Ten new ambassadors to the Vatican from all parts of the world were received by Pope Benedict in an audience on Thursday. Speaking to the group in French, the Pope explained that their role is to help the world obtain true justice by helping it become "adjusted to God's plan and His order."

The new diplomats hail from Malawi, Sweden, Sierra Leon, Iceland, Luxembourg, Madagascar, Belize, Tunisia, Kazakhstan, Bahrain and the Fiji Islands. Before receiving a country-specific written message from the Holy Father, the group was addressed in French.

The Pope began his thoughts by observing that the assembled group comes from diverse corners of the world and saying that this diversity "gives me cause to thank God for His creative love and for the multiplicity of His gifts, which never cease to surprise humanity."

Diversity, Pope Benedict noted, can cause fear at times, "which is why it is not to be wondered at if human beings prefer the monotony of uniformity." In fact, he said, "some political-economic systems, claiming pagan or religious origins, have afflicted humanity for too long, attempting to render it the same through demagogy and violence. Those systems have reduced and continue to reduce the human being to a wretched slavery at the service of a single ideology or of an inhuman and pseudo-scientific economy."

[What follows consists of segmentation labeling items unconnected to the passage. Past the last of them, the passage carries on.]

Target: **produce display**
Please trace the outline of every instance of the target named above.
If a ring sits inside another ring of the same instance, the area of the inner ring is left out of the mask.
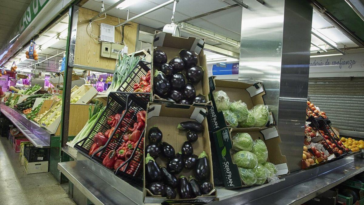
[[[197,64],[197,57],[194,52],[186,49],[179,51],[167,63],[167,56],[162,51],[154,51],[154,93],[160,97],[174,103],[186,105],[205,103],[205,96],[196,93],[195,86],[203,75],[203,69]]]

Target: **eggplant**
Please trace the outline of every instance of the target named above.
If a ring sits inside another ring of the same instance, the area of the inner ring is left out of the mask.
[[[175,73],[169,79],[171,88],[179,90],[181,90],[186,85],[185,76],[182,73]]]
[[[166,187],[163,183],[158,182],[153,182],[147,186],[148,189],[154,195],[162,197],[166,195]]]
[[[166,75],[158,70],[156,70],[154,74],[153,83],[154,91],[159,95],[163,96],[167,94],[171,88],[169,81]]]
[[[183,86],[182,88],[182,93],[188,99],[194,99],[196,97],[196,89],[191,83],[187,83]]]
[[[178,193],[181,198],[191,198],[192,197],[191,185],[187,178],[184,176],[179,177],[178,181]]]
[[[208,194],[212,190],[212,184],[207,181],[200,182],[201,191],[203,194]]]
[[[145,158],[145,178],[149,182],[160,181],[162,179],[162,171],[154,159],[149,153]]]
[[[179,102],[182,100],[183,95],[182,93],[177,90],[171,90],[169,92],[169,98],[172,99],[175,102]]]
[[[148,132],[148,139],[151,143],[159,143],[162,141],[163,134],[158,127],[153,126],[150,128]]]
[[[172,67],[172,66],[168,63],[162,64],[158,70],[162,72],[166,76],[169,78],[173,74],[173,68]]]
[[[192,103],[188,99],[185,99],[185,100],[180,100],[178,102],[178,104],[182,104],[183,105],[192,105]]]
[[[183,169],[185,162],[181,152],[177,153],[174,157],[167,164],[167,170],[173,174],[178,174]]]
[[[200,185],[198,184],[198,182],[192,176],[190,176],[190,184],[191,185],[191,187],[192,189],[192,194],[194,197],[195,197],[202,195]]]
[[[197,162],[198,156],[195,154],[186,156],[185,157],[185,168],[187,169],[192,169]]]
[[[163,142],[162,143],[162,154],[163,156],[170,159],[174,156],[175,151],[172,145]]]
[[[189,68],[197,64],[197,57],[193,51],[182,49],[179,51],[179,57],[185,63],[186,68]]]
[[[173,188],[177,187],[178,181],[174,175],[168,171],[165,167],[161,167],[161,170],[162,170],[163,181],[165,183],[170,186]]]
[[[157,64],[165,63],[167,62],[167,55],[166,53],[161,50],[154,51],[153,54],[153,62]]]
[[[200,66],[193,67],[187,69],[186,71],[186,77],[193,83],[197,83],[200,82],[203,77],[203,69]]]
[[[195,103],[206,103],[206,98],[202,94],[198,94],[193,100],[193,102]]]
[[[198,135],[197,134],[193,131],[190,130],[189,130],[187,131],[186,137],[187,137],[187,140],[191,142],[196,142],[197,141],[197,139],[198,139]]]
[[[177,126],[177,129],[201,132],[203,131],[203,126],[201,123],[196,121],[186,121],[178,124]]]
[[[193,154],[193,147],[192,144],[188,141],[185,141],[182,144],[181,147],[182,154],[186,156],[189,156]]]
[[[166,189],[166,197],[167,197],[167,198],[170,199],[176,198],[177,193],[174,190],[174,189],[167,185],[165,185],[164,187]]]
[[[185,63],[182,59],[179,57],[175,57],[170,61],[168,63],[173,68],[175,72],[181,72],[185,68]]]
[[[150,156],[154,158],[158,157],[159,155],[162,148],[161,145],[157,143],[153,143],[148,144],[145,148],[146,152],[149,154]]]
[[[203,151],[198,156],[195,166],[195,177],[199,180],[208,179],[210,178],[210,165],[206,152]]]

This observation naturally led the Benedict XVI to turn to the realm of politics. "We all know that there is no single political model. ... Each country has a characteristic genius and some 'demons,' and each progresses along a path, which is at times painful but its own, toward a future that seems bright."

While urging each country to cultivate their own unique gifts to "enrich others," Pope Benedict also called on the countries to "purify its 'demons', bringing them under control so that they might defend the greatness of human dignity."

Turning then to the ambassadors’ role, Benedict XVI emphasized that one of the essential aspects of the duties as ambassador is "the search for and promotion of peace."

Peace means "not just a political or military situation without conflict; rather it is the sum of conditions that allow concord among all and the personal development of each. ... Since Christ calls the peacemakers 'children of God' ... your mission ... is noble and elevated," the Pope told the new diplomats.

"True peace," he explained, "is not possible unless justice reigns ... which does not just refer to the social or even ethical spheres. It does not just refer to what is equitable or in conformity with the law. The Hebrew etymology of the word refers to what 'is adjusted'. God's justice is shown in the justness that puts all things in their place, all things in order, so that the world might be adjusted to God's plan and His order."

"The noble mission of the ambassador," the Pope concluded, "therefore consists in employing your art so that all 'might be adjusted', so that the nation you serve might live not only in peace with others but also in accordance with the justice that it shows in the equity and solidarity of its international relationships and in which its citizens, enjoying peace, might live their beliefs freely and serenely and thus achieve God's 'justness'."